MIAMI - The ultimate underdogs, they ain’t. Not anymore. The Saints are Super Bowl champions now.
Who Dat? Try Drew Brees, Sean Payton and a team that has reversed its embarrassing past, carrying an entire city to the top with it.
Put away those paper bags forever.
Brees and the Saints rallied to upset Peyton Manning and the Indianapolis Colts 31-17 Sunday night in one of pro football’s most thrilling title games.
“We just believed in ourselves and we knew that we had an entire city and maybe an entire country behind us,” said Brees, the game’s MVP. “What can I say? I tried to imagine what this moment would be like for a long time, and it’s better than expected.”
But not something many expected from these descendants of the hapless Aints, who were 5-point underdogs.
“Four years ago who ever thought this would be happening when 85 percent of the city was under water from (Hurricane) Katrina,” Brees said. “Most people not knowing if New Orleans would ever come back or if the organization and the team would come back. ... This is the culmination of that belief and that faith.”
A surprise onside kick sparked the Saints’ second-half comeback. Their 25th-ranked defense made several key stops, and Tracy Porter’s 74-yard interception return on a pass from Manning clinched it.

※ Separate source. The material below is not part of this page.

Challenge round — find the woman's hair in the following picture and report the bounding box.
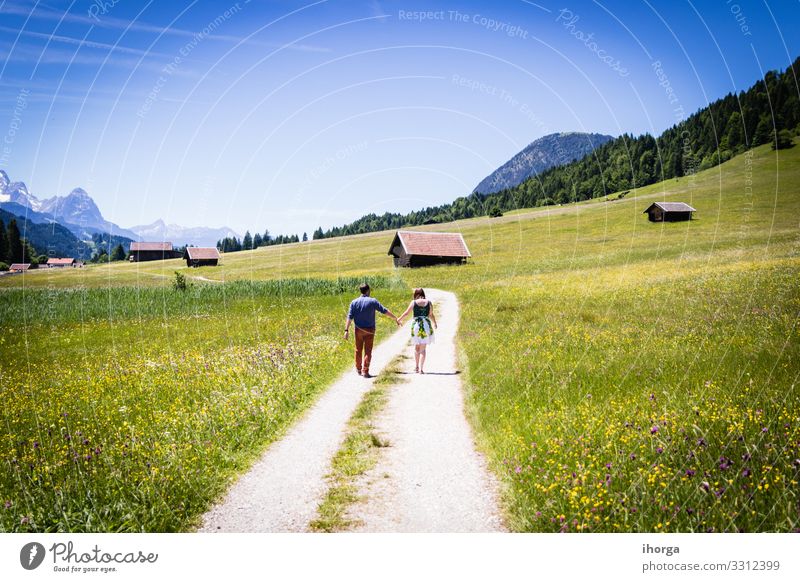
[413,288,426,299]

Manning tried to give chase, but was blocked by a New Orleans defender and fell awkwardly as the cornerback raced by. The four-time NFL MVP forlornly walked to the sideline as the Big Easy celebrations began.

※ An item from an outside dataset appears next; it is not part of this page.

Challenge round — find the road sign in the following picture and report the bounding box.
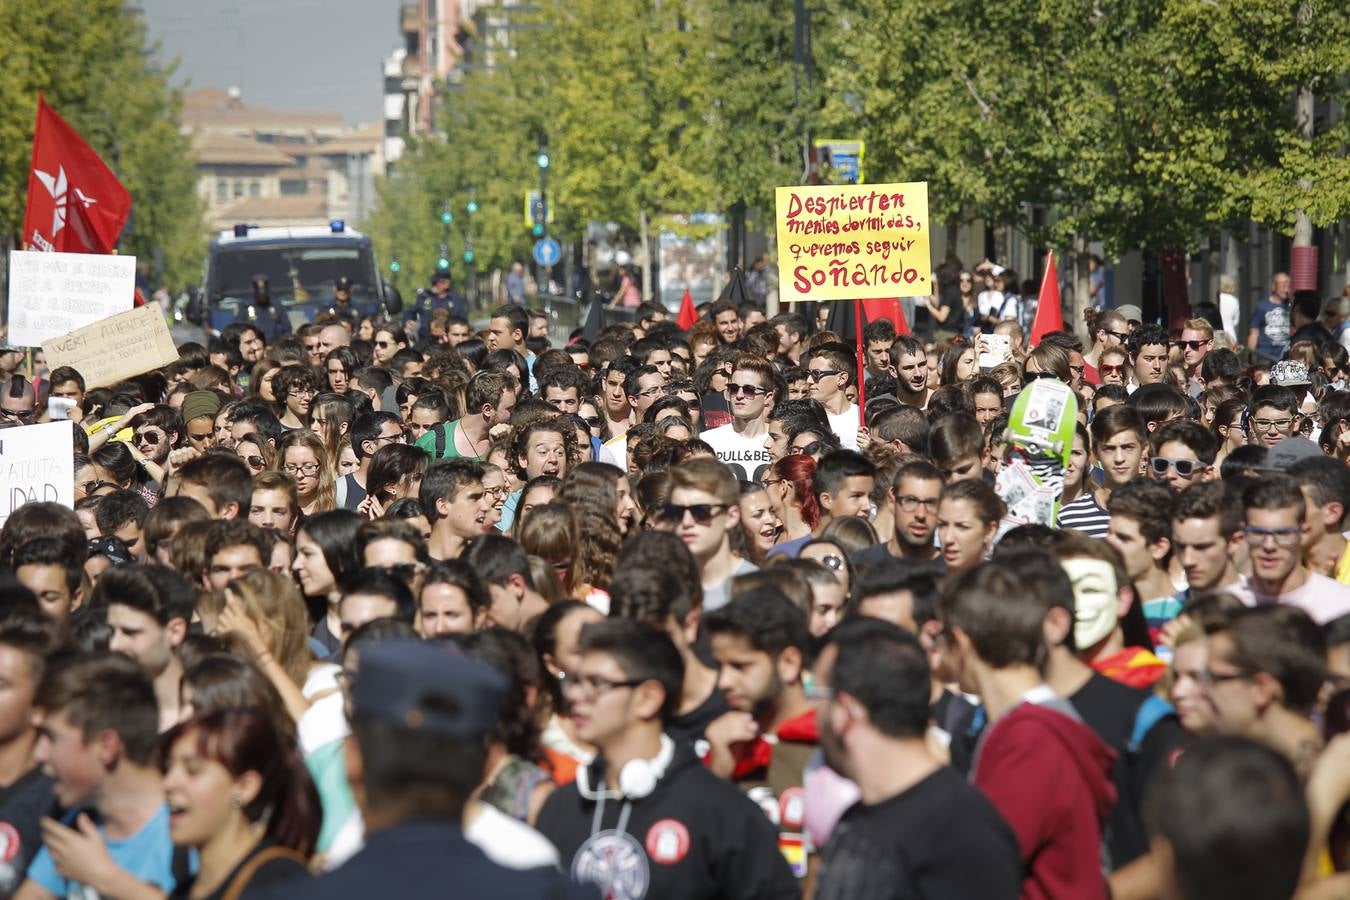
[533,237,561,268]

“It’s time for the Saints to celebrate,” he said. “It’s their field and it’s their championship.”
Porter’s pick, just as dramatic as his interception of Brett Favre’s pass to force overtime in the NFC title game, was the game’s only turnover. It’s one Manning will forever regret.

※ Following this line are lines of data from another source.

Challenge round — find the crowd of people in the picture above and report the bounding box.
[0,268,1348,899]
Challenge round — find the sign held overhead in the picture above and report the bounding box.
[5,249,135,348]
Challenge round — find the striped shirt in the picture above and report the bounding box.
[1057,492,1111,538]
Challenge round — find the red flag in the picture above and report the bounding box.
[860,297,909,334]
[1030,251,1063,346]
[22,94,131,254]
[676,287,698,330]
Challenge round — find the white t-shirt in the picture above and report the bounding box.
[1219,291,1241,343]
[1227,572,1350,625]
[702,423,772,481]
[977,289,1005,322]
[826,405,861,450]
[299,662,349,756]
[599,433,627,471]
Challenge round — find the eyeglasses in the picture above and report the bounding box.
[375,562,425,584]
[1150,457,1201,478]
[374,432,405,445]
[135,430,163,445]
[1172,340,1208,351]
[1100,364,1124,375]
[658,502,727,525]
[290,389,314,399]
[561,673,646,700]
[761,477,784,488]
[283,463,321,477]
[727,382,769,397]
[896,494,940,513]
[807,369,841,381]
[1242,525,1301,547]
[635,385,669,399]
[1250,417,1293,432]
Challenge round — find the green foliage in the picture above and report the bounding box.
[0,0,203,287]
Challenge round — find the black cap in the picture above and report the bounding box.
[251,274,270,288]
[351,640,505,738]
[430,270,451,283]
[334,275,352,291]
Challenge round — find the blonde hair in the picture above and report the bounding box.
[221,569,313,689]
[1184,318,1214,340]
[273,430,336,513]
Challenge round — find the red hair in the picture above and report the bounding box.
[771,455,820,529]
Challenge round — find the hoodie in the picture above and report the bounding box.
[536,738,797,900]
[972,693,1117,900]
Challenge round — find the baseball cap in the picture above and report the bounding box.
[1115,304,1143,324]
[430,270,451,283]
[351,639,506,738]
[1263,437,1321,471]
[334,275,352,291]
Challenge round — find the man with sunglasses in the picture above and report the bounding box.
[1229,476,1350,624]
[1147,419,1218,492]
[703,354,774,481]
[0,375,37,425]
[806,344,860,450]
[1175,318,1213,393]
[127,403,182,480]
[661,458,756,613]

The Saints (16-3) won three postseason games this winter after winning only two in the previous 42 years. They beat Arizona, Minnesota and Indianapolis (16-3) — all division winners — for their first title, scoring 107 points and allowing only 59.
“We weren’t the Aints,” Porter said. “We were a team of destiny, a team that can make big plays.”
The championship came 4½ years after Katrina ravaged New Orleans, making the Saints nomads for the 2005 season. There even was some doubt they would return, but the NFL refused to abandon the city. The Superdome was repaired and the Saints won the NFC South in ’06, their first season with Brees and Payton.
Payton held the Vince Lombardi Trophy high over his head and ran into the end zone toward several hundred fans chanting the Saints’ rally cry: “Who dat, who dat, who dat say gonna beat dem Saints?”
Nobody can say it now.
“Everybody back in New Orleans gets a piece of this trophy,” he said.
“I think I could kiss him,” owner Tom Benson said.
“I just told our guys you’ve got to make me look good on this,” Payton said. “That really becomes like a turnover.”
Looking like the NFL’s most potent offense, the Saints seized the opportunity to take their first lead. It came on Pierre Thomas’ brilliant 16-yard run with a screen pass, capped by a dive into the end zone.
Manning simply shrugged, found Dallas Clark for 45 yards on a 76-yard drive, and Joseph Addai used a spin move a figure skater would envy to score from the 4.
But that was it for Indy.
“I certainly know how it was three years ago when we won,” Manning said. “I know the people of New Orleans and the Saints have that same feeling right now.”